Halo, lama tak jumpa. Ternyata niatku belum sekuat itu untuk bisa menulis di blog ini tiap hari, bukannya terlalu sibuk, tapi memang malas dan tidak mau ribet saja orangnya. 

Hari ini aku ingin sedikit menuai curahan hati, jadi memang ada alasan untuk aku menulis sesuatu di blog ini. Ya, aku mau curhat. Tapi sebelumnya aku mau tanya dulu ke teman-teman, kalian pernah bingung tidak sih mau menempatkan diri antara sebagai manusia atau seorang anak yang terikat dengan orang tuanya? Biasanya pertanyaan seperti ini muncul ketika kita sedang ada masalah dengan orang tua, atau mungkin habis mengundang amarah ibu bapak. 

Aku sendiri bingung, kapan harus menjadi manusia yang punya pandangan sendiri dan kapan harus menjadi seorang anak yang patuh pada inangnya. Terkadang kian bertambahnya usia, setelah bertemu dengan banyak hal baru, pola pikir kita bergerak melakukan perubahan. Hal-hal yang biasanya kita iyakan saja, menjadi merepotkan dan harus selesai dengan penuh pertimbangan. Pandangan hidup kita menjadi sangat variatif, tidak heran jadinya kalau harus berbeda dengan pandangan hidup orang tua tentang kita. 

Kita terlahir di dunia bukan sekadar tiba-tiba lahir saja, tentunya ada niat dari ibu dan bapak untuk memiliki kita. Kemudian ibu senantiasa mengandung kita, menikmati hidup dengan begitu banyak pantangan. Tidak boleh ini, tidak boleh itu dituruti dengan alasan hal baik untuk kita. Setelah ribuan kerepotan yang kita berikan terselesaikan, ada pertaruhan hidup dan mati yang dihadapi ibu untuk melahirkan kita. Percaya tidak percaya ibu memang manusia paling kuat, apalagi untuk anaknya. Kita pada akhirnya sampai ke dunia, tumbuh dan memahami banyak hal, termasuk perjuangan ibu sampai akhirnya melahirkan kita. Dari pemahaman-pemahaman itu, kemudian kita berpikir harus menjadi anak yang patuh terhadap ibunya. Namun yang terjadi di lapangan adalah apa yang tidak pernah kita pikirkan, sangat sulit sekali rasanya patuh terhadap orang tua, padahal sudah darimana saja ajakan untuk berbakti kita terima. Ujung-ujungnya kita harus berpikir lebih keras lagi tentang bagaimana cara yang benar untuk berbakti kepada orang tua. 
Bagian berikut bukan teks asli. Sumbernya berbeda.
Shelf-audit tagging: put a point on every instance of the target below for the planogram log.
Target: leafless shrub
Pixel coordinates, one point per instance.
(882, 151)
Dibalik kebingungan mengenai cara berbakti, akan ada masalah baru yang muncul, yaitu jalan pikiran kita atau cara pandang kita. Semakin lama kita hidup di dunia, akan semakin banyak teori yang kita dapatkan, entah dari buku yang kita baca, acara televisi yang kita tonton, ataupun musik yang kita dengarkan. Setelah banyak sekali teori yang kita dapat, didukung mental yang kian kuat, bukannya patuh kita justru semakin menentang orang tua. Seakan-akan hidup kita ya hidup kita sendiri, tidak usah ikut campur, kita bisa berjalan sendiri. Pandangan kita terhadap orang tua menjadi buruk, mereka kita anggap manusia yang tertinggal, dan kurang berpikiran terbuka. Menyedihkan sekali memang, tapi itu terjadi, kita sendiri yang melakukannya. Lama kelamaan, karena kita adalah seorang anak, kita tetap akan menyesal. Apalagi orang tua sudah mulai sumpah serapah. Hal-hal menakutkan terbayang pagi, siang, malam. Penyelesaiannya adalah kita kembali berpikir untuk memperbaiki diri dan mencoba berbakti, alasannya agar kita baik-baik saja di masa depan. Entah kenapa kita bisa seserakah itu, bahkan kepada orang tua kita sendiri. Sampai kapan kita akan terus begini? Sampai kapanpun selagi kita seorang anak. Aku menulis ini juga bukan berarti sudah bisa memperbaiki, justru sangat haus terhadap solusi. Menurutku memang berbakti itu tidak mudah.